Fin octobre, nous écrivions sur le thème des Visages avec un groupe de stagiaires, à la Roncière (Cans-et-Cévennes). J’ai décliné ce thème en quelques propositions dont les intitulés donnent une idée : « Et le temps a passé », « Galerie », « Mon essentiel dans ton visage », « Ton visage est un paysage (ou tout autre chose) », « Je te reconnaîtrais parmi cent mille visages », et « Ce que ton visage me dit de toi »… Tous les participants n’ont pas toujours écrit à partir de chaque proposition, aussi j’en redonne l’intitulé avant chaque texte, ainsi que l’auteur principalement convoqué pour son écriture.
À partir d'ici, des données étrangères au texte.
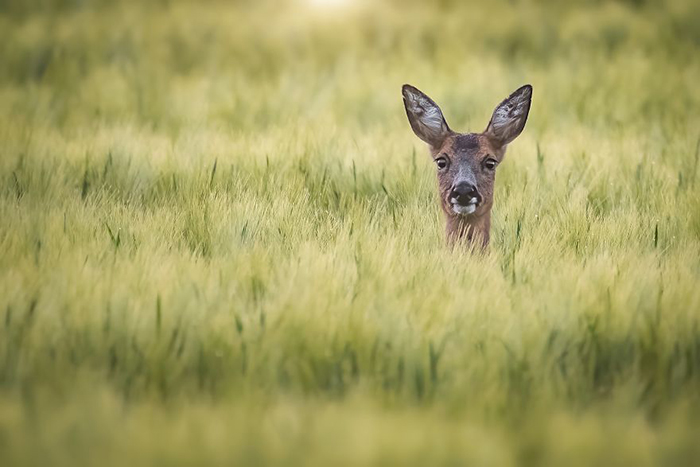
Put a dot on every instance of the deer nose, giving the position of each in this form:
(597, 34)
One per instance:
(464, 192)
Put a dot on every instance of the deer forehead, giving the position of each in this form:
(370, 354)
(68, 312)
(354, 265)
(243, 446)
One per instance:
(470, 146)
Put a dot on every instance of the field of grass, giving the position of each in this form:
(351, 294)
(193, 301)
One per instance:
(220, 242)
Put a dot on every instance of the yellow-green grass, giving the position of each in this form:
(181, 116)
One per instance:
(220, 241)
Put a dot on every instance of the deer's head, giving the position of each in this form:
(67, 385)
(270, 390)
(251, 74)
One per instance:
(466, 163)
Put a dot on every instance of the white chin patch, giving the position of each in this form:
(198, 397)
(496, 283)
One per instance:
(464, 210)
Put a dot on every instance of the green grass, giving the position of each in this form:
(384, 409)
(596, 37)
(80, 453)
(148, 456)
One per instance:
(220, 242)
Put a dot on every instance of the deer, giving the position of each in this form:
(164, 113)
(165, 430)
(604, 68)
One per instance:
(466, 162)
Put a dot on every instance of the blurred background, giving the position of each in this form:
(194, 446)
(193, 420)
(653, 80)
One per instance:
(221, 243)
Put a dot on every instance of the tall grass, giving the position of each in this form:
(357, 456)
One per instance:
(221, 243)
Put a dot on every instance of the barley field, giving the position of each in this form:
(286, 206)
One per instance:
(221, 243)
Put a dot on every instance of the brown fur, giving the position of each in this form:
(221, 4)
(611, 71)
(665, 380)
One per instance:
(466, 156)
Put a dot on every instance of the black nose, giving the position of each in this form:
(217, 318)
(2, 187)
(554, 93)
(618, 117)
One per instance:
(463, 192)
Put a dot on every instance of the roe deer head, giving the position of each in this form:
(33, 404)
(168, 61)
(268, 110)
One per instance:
(466, 162)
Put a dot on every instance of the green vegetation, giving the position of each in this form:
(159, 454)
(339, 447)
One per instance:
(220, 242)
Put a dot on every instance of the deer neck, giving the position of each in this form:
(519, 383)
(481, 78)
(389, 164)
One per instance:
(474, 230)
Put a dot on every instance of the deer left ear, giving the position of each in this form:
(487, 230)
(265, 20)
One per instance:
(509, 118)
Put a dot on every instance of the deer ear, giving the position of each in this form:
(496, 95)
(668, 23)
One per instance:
(425, 116)
(509, 118)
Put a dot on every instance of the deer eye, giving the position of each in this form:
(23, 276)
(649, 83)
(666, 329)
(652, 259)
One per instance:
(490, 163)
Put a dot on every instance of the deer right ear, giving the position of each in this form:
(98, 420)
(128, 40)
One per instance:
(425, 116)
Enfin, je restitue les textes tels qu’ils m’ont été livrés, dans leur ponctuation et leur présentation.

Ce que ton visage me dit de toi (avec Michel Butor, La Modification et à partir du dessin de Egon Schiele au début de cette publication).
Vos mains tremblent Madame, vos mains vides, l’une sur l’autre, posées en creux, un berceau où se niche parfois le nourrisson.Vos mains tremblent Madame.
Votre chevelure, ébouriffée, hérissée, votre chevelure noire que le vent maltraite donne à votre visage, une folie, une déraison, une détresse.
Pourquoi gardez-vous Madame vos mains liées, vos mains jointes, comme soudées ?
Vos yeux Madame, vos yeux tristes à mourir, tristes à souffrir sont secs, desséchés, alors désertiques.
Si vos yeux ne pleurent plus, si vos yeux ne veulent plus voir, vos yeux qui ont tant accepté et tant refusé, vos yeux aujourd’hui abîmés, meurtris, si vos yeux qui ne veulent plus voir, c’est votre bouche Madame, qui le crie, le crache, l’éructe, le rejette avec violence, parfois le nie, souvent l’accuse, dans un délire verbal où la raison n’a plus sa place, et vos mains, vos mains Madame toujours solidaires, forment un nichoir où la désespérance prend sa source où le silence se terre.
Mais..Mais… Madame, dans ce silence vocal, devant vous, ma raison déraisonne, imagine, suppute et se perd.
Vos mains ne tremblent pas Madame, elles sont juste, juste là ; ensemble, dans un moment de repos, douces à la caresse, des mains qui parfois s’envolent sur un do, fa, mi
Votre chevelure, Madame si le vent la bouscule parfois, votre chevelure crépue, épaisse, dense, votre chevelure, qui refuse le peigne et le ciseau , laisse et donne la place à vos origines, et l’imaginaire s’envole dans ces îles au milieu d’un pacifique déchaîné.
C’est vos yeux, Madame , qui affirment et confirment, ils ne sont pas tristes, non, non… ils sont lointains, absorbés dans vos souvenirs, noyés dans les embruns de douceurs salées.
Et ce petit rictus, un soupçon au bord de vos lèvres, me laisse imaginer un souvenir heureux, une danse sur le sable, un rire qui éclate et toute cette volonté de garder comme un secret ces moments là.
Je te reconnaîtrais parmi cent mille visages (avec Emmanuel Levinas)
Non, non pas aujourd’hui, pas maintenant, pas comme ça, plus tard, quand je serai seule, que le jour sera lumineux, que le printemps fera exploser ses parfums, reviens ce jour là. Tu me donneras la main, ton regard des beaux jours, ton sourire coquin, ton rire saccadé et nous marcherons dans cette herbe tendre que le printemps nous offre. Là, comme une délicieuse gourmandise, je te sentirai, je te goutterai, je croquerai des morceaux de toi, tu viendras effleurer mon visage où le temps marque sa place. Tu me diras que là-bas, les jours sont toujours lumineux, que tu as rencontré des amis, que les heures n’ont pas de limite, que le silence s’étale à l’infini. Je te raconterai le chêne vieux de cent ans qui est mort dans le jardin, le bruit de sa chute, et les oiseaux fidèles qui dansent sur ses branches, je te dirai, les chiens joyeux en balades, les bécasses qu’ils marquent et la maison silencieuse. Dans un bouche à bouche sucré, nous cèlerons nos retrouvailles, retrouvailles aux temps illuminés, au rose pivoine et bleu lavande. Allongé dans l’herbe, goûter l’humidité de la terre, le soleil qui brûle en silence, le jour qui fuit en douce, les grand douglas qui vacillent sous le vent et nos souvenirs en vrac.